Thursday, May 27, 2010
A US Coast Guard official said today that BP’s latest effort to plug the Gulf of Mexico oil spill has been successful in slowing the amount of oil leaking from the well.
The official, Admiral Thad Allen, said that the procedure, known as a “top kill” operation, has been able to block some of the leaking oil at the source, the top of the damaged well. The operation involves pumping material into the well to plug the leak before cement is used to permanently seal the leak. Allen said the operation has “been able to force mud down and not allow any hydrocarbons to come up.”

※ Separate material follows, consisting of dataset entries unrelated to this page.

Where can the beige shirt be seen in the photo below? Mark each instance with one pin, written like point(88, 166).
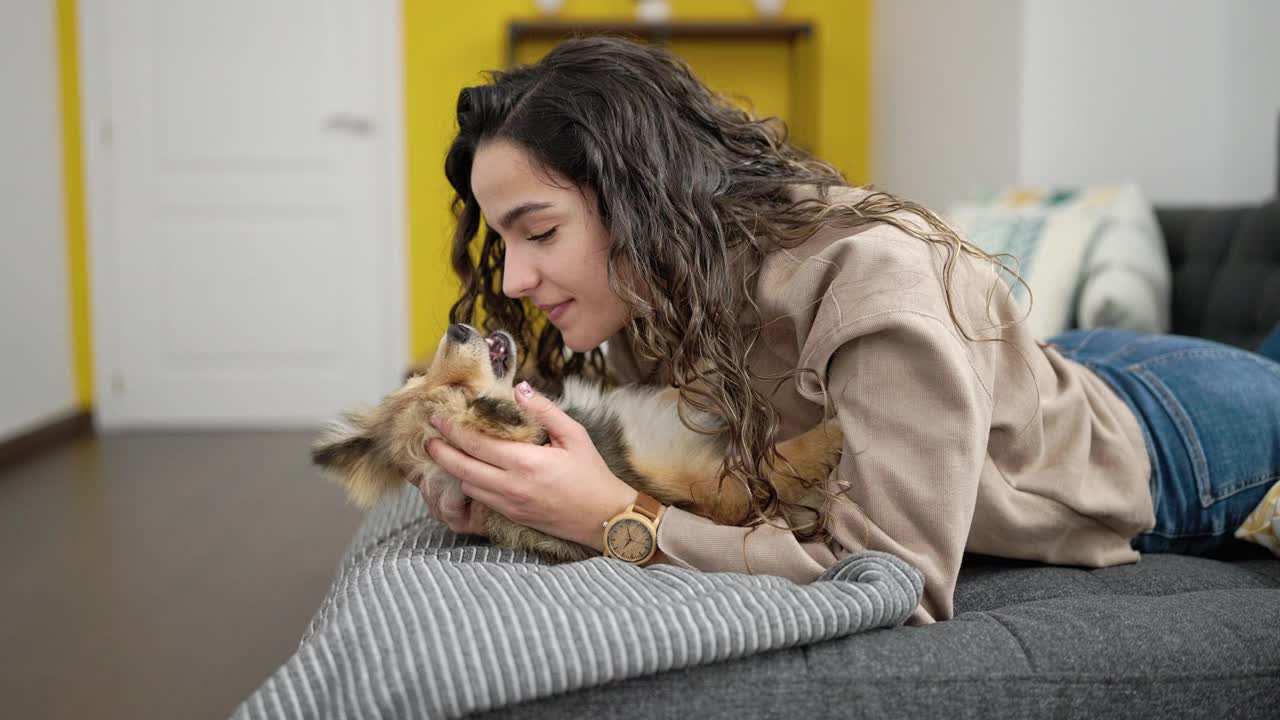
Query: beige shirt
point(1002, 449)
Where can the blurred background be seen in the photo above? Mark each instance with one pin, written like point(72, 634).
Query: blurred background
point(222, 223)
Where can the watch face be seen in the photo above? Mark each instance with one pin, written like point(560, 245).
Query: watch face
point(630, 540)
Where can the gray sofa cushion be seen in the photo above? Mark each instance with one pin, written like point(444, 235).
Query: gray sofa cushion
point(1226, 272)
point(1168, 637)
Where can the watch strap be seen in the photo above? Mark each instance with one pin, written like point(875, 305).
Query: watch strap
point(648, 506)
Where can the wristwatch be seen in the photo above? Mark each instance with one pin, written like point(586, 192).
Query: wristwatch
point(632, 534)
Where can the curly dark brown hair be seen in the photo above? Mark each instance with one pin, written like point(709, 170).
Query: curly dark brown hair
point(685, 182)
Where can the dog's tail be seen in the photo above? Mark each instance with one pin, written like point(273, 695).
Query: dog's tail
point(348, 454)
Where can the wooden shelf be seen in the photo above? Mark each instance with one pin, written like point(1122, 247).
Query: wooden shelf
point(519, 31)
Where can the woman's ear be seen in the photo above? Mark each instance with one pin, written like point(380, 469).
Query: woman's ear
point(351, 455)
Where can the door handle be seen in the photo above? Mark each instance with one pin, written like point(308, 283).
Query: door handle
point(350, 123)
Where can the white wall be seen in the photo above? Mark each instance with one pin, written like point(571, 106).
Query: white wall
point(36, 382)
point(1180, 96)
point(946, 95)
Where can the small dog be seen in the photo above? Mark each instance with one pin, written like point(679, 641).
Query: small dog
point(636, 431)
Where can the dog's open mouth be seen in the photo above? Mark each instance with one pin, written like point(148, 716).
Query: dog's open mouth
point(502, 350)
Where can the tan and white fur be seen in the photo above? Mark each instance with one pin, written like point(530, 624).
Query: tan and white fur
point(635, 428)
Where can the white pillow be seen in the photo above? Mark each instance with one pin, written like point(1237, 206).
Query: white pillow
point(1050, 241)
point(1128, 282)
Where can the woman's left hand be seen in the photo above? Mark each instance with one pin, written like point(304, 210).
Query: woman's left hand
point(563, 488)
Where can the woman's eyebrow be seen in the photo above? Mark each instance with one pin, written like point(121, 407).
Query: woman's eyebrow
point(517, 212)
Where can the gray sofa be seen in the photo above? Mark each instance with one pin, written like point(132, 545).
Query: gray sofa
point(1168, 637)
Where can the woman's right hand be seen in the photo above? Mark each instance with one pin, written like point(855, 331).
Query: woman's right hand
point(461, 518)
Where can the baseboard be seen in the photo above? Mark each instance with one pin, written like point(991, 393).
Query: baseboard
point(64, 429)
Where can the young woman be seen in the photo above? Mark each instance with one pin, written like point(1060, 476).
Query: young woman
point(627, 203)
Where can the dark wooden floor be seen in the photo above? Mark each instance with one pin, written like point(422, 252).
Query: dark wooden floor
point(160, 574)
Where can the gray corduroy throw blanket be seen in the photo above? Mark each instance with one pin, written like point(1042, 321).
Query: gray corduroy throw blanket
point(423, 623)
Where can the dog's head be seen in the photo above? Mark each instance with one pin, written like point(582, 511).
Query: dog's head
point(374, 450)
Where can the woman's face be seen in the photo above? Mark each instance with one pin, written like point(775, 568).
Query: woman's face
point(557, 249)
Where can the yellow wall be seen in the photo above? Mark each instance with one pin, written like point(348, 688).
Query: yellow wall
point(448, 45)
point(73, 195)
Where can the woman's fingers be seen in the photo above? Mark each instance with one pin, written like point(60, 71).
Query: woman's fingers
point(464, 466)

BP hasn’t confirmed the success of the top kill operation, saying only that the “operation is proceeding as we planned it,” and that there had been no major incidents thus far. Although the possibility of failure is still present, experts say that the longer the procedure continues, the less likely it will be that anything goes wrong.
The procedure began yesterday afternoon, after diagnostics on the damaged equipment on the ocean’s surface indicated that it could withstand the added pressure of the mud being pumped into the well. Although engineers involved with the operation wore concerned that the pressure of the mud might not be able to overcome that of the oil, that has thus far not been the case.
Separately, a group of US scientists announced new estimates of how much oil was flowing from the well, ranging from 12,000 to 25,000 barrels a day, far higher than BP’s original estimate of 5,000 barrels a day, a figure which BP warned was possibly inaccurate.
In a press conference Thursday afternoon, US president Barack Obama also announced new measures in response to the spill, which include:
- Suspending off-shore test drilling for six months
- Extending the moratorium on issuing drilling permits for an additional six months
- Cancelling the sale of leases for off-shore drilling.
In statements, Obama criticized the “scandalously close relationship” between government officials and oil companies in the past, saying that the Mineral Management Service, which is the agency responsible for monitoring off-shore drilling, had been corrupt for years.